Friday, September 29, 2023

The Security Council’s resounding rejection of the Russian humanitarian proposal for Ukraine

The UN Security Council, the usual scene of gigantic diplomatic failures, experienced this Wednesday one of those parody moments that mark its history. Russia, the country of the invading army that bombs hospitals, maternity hospitals, kindergartens, or residential buildings, assumed the role of the arsonist who washes his hands and asks others for help to put out the fire he has caused. Yes, without assuming any responsibility. The fault lies with the bombed, according to his philosophy.

The humanitarian aid proposal that Russia presented to the executive body of the United Nations, with the support of three countries that are not in the Council – Belarus, North Korea, and Syria – suffered a resounding defeat. He only got two votes, Russia’s own and China’s, which changed its position and gave its support. The other thirteen members abstained. To go ahead with a proposal, at least nine votes in favor are needed and the five permanent members (the United States, France, the United Kingdom, China, and Russia) do not exercise the right of veto.

The text presented by the Moscow delegation requested help, access, and protection for citizens in Ukraine, but did not mention Russia’s role in the crisis with its invasion at all, nor did it call for a ceasefire, which is the main cause of the pain, the displacement of a quarter of the population of Ukraine and how to protect people.

“Russia is only trying once again to use this Council to provide cover for its brutal action in Ukraine. It is inconceivable that Russia would have the gall to ask the international community to resolve the humanitarian crisis that Russia alone has created,” the US ambassador said. Linda Thomas-Greenfield. “It is obvious that Russia is not concerned about the deterioration of the humanitarian condition of millions of people and dreams that the war has shattered. In one month it has created one of the fastest humanitarian catastrophes in the world. If it cared, it would stop the war,” he insisted.

The Security Council's resounding rejection of the Russian humanitarian proposal for Ukraine

Russian ambassador Vasili Nebenzia accused the Western bloc of renouncing the humanitarian aid contained in its resolution with the sole intention of “politicizing” the issue.

“If Russia is concerned about the humanitarian situation, what it has to do is stop bombing children and end the stalking tactics. But it doesn’t,” replied British representative Barbara Woodward. This ambassador was surprised by China’s turnaround, which had opted for abstention in all the votes.

Nebenzia, after withdrawing the proposal last week due to the more than sung failure, decided to present this draft with the sole pretense of arguing that Russia is the only country that has tried something like this and to counteract the Western proposal, drawn up by France and Mexico, which is expected to vote this Thursday in the General Assembly.

Unlike the Security Council, the vote of the plenary has no legal value and only contains a moral charge. Earlier this month, a qualified majority of members, 141 countries in all, voted for a resolution condemning Russia for the invasion. And everything remains the same, or worse.

The General Assembly to debate the humanitarian proposal already started this Wednesday and revealed the division that exists within the UN, which has been brewing since France and Mexico chose to withdraw their proposal from the Council, knowing that, if approved, Russia would veto it, and they preferred to take it to plenary.

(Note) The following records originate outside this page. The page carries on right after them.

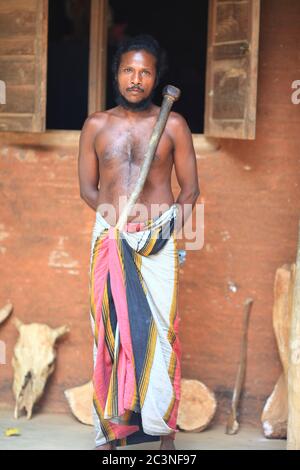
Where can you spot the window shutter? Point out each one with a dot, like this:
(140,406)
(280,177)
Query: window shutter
(97,58)
(231,75)
(23,64)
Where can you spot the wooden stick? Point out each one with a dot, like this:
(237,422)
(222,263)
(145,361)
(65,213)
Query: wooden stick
(232,423)
(293,429)
(170,94)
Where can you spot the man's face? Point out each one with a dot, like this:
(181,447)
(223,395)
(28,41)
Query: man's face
(136,80)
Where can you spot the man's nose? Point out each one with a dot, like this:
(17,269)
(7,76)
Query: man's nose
(135,79)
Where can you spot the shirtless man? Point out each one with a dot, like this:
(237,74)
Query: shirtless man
(113,144)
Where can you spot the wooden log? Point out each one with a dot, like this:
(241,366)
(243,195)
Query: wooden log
(293,431)
(197,406)
(80,401)
(5,312)
(275,412)
(232,425)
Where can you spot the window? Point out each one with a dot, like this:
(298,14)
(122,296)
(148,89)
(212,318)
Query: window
(212,58)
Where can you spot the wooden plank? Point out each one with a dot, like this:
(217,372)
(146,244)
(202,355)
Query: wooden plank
(19,46)
(231,75)
(23,63)
(97,57)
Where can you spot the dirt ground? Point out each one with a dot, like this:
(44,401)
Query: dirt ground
(63,432)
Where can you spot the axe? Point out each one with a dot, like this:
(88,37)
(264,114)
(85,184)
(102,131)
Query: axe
(170,94)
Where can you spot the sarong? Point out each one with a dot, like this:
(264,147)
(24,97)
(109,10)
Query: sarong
(133,289)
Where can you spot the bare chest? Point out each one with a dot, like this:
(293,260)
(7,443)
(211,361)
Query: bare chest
(129,147)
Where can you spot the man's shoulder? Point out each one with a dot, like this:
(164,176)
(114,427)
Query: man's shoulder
(97,118)
(177,124)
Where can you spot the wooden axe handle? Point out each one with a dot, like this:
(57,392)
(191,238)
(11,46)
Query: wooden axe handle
(170,94)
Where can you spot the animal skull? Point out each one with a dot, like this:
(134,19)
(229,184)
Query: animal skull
(33,362)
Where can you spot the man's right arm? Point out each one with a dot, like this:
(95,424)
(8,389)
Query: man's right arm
(88,165)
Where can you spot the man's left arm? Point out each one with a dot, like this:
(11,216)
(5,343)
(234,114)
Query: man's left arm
(185,164)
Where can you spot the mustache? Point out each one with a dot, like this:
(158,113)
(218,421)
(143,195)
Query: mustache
(135,88)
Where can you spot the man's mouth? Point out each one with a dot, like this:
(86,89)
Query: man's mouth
(135,90)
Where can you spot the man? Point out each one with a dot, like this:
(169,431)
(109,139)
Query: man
(133,281)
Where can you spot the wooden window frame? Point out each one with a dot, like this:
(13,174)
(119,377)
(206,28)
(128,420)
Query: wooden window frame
(96,92)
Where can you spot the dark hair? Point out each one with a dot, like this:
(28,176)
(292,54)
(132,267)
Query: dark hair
(141,42)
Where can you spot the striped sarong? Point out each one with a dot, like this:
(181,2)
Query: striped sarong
(133,287)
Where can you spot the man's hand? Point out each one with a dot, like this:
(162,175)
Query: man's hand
(185,168)
(88,165)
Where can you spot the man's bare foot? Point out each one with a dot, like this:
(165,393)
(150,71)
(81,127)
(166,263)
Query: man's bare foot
(108,446)
(167,443)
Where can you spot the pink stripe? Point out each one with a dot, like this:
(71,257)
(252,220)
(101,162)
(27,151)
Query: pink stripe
(126,372)
(108,258)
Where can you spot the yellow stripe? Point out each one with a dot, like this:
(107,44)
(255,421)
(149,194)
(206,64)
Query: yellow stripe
(121,258)
(145,377)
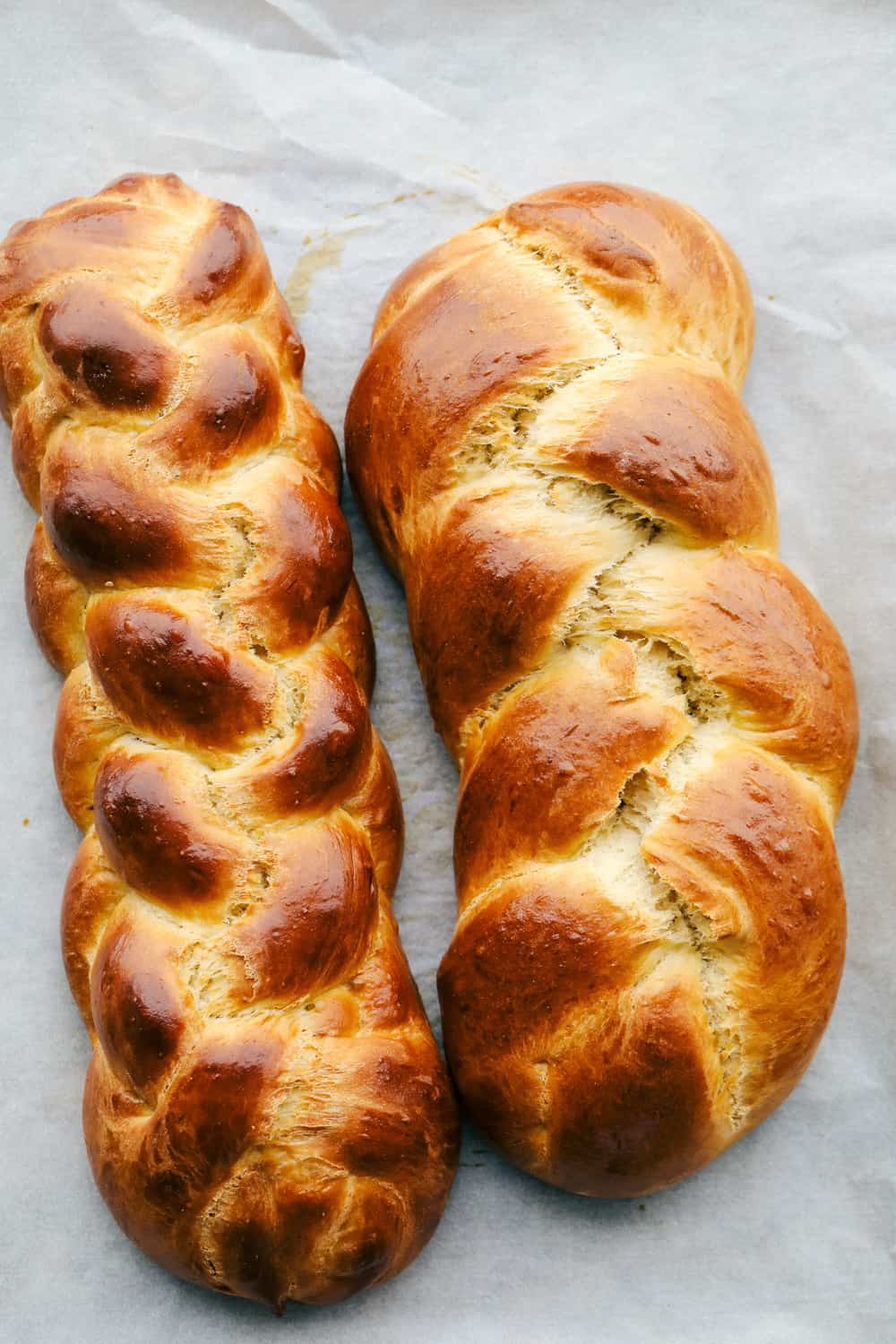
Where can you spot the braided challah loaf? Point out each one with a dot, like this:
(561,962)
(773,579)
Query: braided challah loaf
(654,720)
(266,1110)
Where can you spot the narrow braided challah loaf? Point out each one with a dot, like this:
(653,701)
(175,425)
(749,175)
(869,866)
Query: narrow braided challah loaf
(654,720)
(266,1110)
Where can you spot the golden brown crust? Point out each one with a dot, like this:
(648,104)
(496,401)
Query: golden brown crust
(654,720)
(266,1110)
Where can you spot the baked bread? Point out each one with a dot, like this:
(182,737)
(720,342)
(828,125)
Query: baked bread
(266,1110)
(654,720)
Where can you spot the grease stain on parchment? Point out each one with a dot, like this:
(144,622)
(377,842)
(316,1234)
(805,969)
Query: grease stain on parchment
(322,253)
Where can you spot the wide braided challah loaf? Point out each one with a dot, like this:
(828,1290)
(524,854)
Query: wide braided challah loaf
(654,720)
(266,1110)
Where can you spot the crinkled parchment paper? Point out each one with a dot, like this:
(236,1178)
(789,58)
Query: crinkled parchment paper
(358,134)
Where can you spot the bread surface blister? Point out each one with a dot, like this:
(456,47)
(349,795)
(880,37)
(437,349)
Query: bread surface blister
(266,1110)
(654,720)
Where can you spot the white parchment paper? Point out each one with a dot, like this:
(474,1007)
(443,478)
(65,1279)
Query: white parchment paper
(360,134)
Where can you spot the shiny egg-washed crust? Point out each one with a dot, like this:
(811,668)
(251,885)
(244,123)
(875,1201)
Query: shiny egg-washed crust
(266,1110)
(654,720)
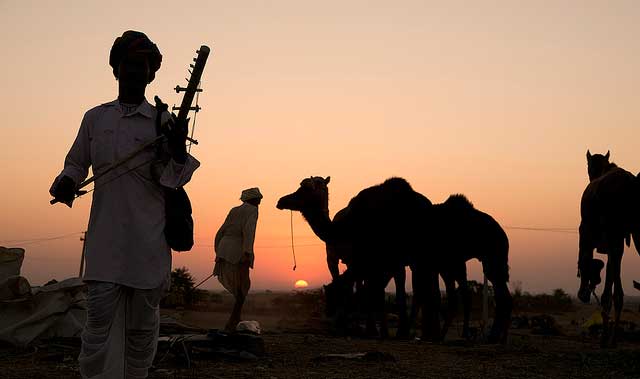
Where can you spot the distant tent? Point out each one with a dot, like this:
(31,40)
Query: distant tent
(30,313)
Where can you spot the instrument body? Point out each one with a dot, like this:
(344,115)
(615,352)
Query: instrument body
(183,111)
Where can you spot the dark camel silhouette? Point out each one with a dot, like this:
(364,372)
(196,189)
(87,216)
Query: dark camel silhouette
(376,236)
(610,212)
(339,293)
(459,232)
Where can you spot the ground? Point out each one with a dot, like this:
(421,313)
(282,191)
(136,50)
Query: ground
(297,342)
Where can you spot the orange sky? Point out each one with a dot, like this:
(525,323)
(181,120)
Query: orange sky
(496,100)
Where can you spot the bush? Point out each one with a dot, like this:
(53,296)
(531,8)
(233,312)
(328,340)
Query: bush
(182,292)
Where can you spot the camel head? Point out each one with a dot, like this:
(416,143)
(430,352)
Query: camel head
(597,164)
(313,194)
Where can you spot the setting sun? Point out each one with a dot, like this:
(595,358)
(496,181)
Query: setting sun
(301,284)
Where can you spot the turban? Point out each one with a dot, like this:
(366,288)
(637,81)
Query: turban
(251,193)
(132,42)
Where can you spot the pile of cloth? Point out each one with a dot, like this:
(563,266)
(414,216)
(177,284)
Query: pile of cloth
(30,314)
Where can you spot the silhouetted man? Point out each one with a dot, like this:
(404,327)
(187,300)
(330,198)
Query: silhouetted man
(128,260)
(234,251)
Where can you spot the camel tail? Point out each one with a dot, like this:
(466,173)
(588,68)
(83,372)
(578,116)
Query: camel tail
(635,234)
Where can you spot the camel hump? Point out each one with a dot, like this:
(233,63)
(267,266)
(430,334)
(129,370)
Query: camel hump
(459,201)
(397,184)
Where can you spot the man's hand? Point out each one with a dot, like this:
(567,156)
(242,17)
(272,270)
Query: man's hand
(65,191)
(176,132)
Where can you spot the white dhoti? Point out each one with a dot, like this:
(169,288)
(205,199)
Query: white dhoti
(233,277)
(120,337)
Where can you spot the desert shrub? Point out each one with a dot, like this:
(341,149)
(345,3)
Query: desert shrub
(182,292)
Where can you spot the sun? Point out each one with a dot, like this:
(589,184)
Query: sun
(301,284)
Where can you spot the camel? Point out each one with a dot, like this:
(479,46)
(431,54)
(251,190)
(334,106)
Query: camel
(459,233)
(364,235)
(610,217)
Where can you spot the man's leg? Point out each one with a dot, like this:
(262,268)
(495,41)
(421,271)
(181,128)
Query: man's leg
(242,284)
(102,354)
(142,329)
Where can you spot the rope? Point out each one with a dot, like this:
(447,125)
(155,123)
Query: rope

Ukrainian Ambassador Sergiy Kyslytsiya told the debate that the UN should not be a group of “bystander nations that blur responsibilities, trivialize murder and make the murderer anonymous.” He insisted: “We don’t fall victim to Stockholm syndrome over coffee with a serial killer (in the halls of the UN), do we?” Thus he urged support for a resolution sponsored by “dozens of countries.”

Nebenzia followed in speaking time, speaking of “another anti-Russian show” when referring to the Franco-Mexican draft. “It is a politicized action within a supposedly humanitarian context,” she remarked. And I warn that this proposal “is going to complicate the search for a solution in Ukraine by hardening the positions of the Kyiv government, which are not realistic, nor do they respond to needs.”

The Russian ambassador spoke of the initiative that he would present to a vote hours later in the Council and, in this context, he praised the project of South Africa, which at that time intended to present another humanitarian resolution in the General Assembly, the text of which lowers the criticism of Russia. Nebenzia assured that this position was very close to hers.

This dissonance does nothing but results in the little credibility of the United Nations to resolve conflicts given the perennial separation of geopolitical blocs and the maintenance of the veto system enjoyed by the five permanent countries of the Council. The discrepancies in the international scene are there. Ukraine, like before others, pays the consequences.